When she was at her loneliest in the world, until one day when he stood there on the landing in their apartment building, and then she was no longer at her loneliest. Because he needed her, and you are not alone when someone needs you.
So she loves it when he kisses her eyelids.
“I’m just a bit stressed. Because of the meeting tomorrow. But everything is going to be all right. I promise.”
She wants to believe him. He grins and kisses her cheek and tells her not to worry. And that he will be picking her up tomorrow morning at six o’clock, so they don’t end up in the morning rush hour traffic.
Then he scoffs: “But you never know, if all three cars in Borg are out at the same time it could get a bit crowded!” She smiles, as if that’s funny. Stands in the hall with the door closed until he drives away.
Then she goes up the stairs and makes the bed. Puts her bags in order. Folds all the towels. Goes down the stairs again, out of the door, and walks through Borg. It’s dark and silent as if no one lives here, as if the soccer cup never even took place.
But the lights are on in the pizzeria; she can hear Bank and Somebody laughing in there.
There are other voices too. Clinking glasses. Songs about soccer, and other songs sung by Bank, the lyrics of which, certainly as far as Britt-Marie is concerned, do not bear repeating.
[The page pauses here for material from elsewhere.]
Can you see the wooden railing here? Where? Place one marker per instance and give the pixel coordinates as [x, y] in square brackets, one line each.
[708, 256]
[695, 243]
She unlocks the recreation center and turns on the kitchen light.
Sits on a stool and hopes the rat will turn up.
It fails to do so. Then she sits with her cell phone held in her cupped hands, as if it was liquid and might otherwise be spilled.
She waits for a long time before she can bring herself to make the call.
The girl from the unemployment office answers on her third attempt.
“Britt-Marie?” she manages to say, sounding drowsy.
“I should like to hand in my notice,” Britt-Marie whispers.
It sounds as if the girl is stumbling about and knocking something over at the other end of the line. A lamp, perhaps.
“No, no, Mummy is just talking on the telephone, darling, go back to sleep, sweetie. . . .”
“I beg your pardon?”
“Sorry. I was talking to my daughter. We fell asleep on the sofa.”
“I wasn’t aware you had a daughter.”
“I have two,” the girl replies, and it sounds as if she walks into a kitchen and turns on a lamp and starts making coffee. “What time is it?”
“Hardly a good time to be drinking coffee,” answers Britt-Marie.
“What can I do for you, Britt-Marie?”
“I should like to hand in my notice. I need to . . . come home,” whispers Britt-Marie.
“How did the soccer cup go?” the girl asks after a long silence.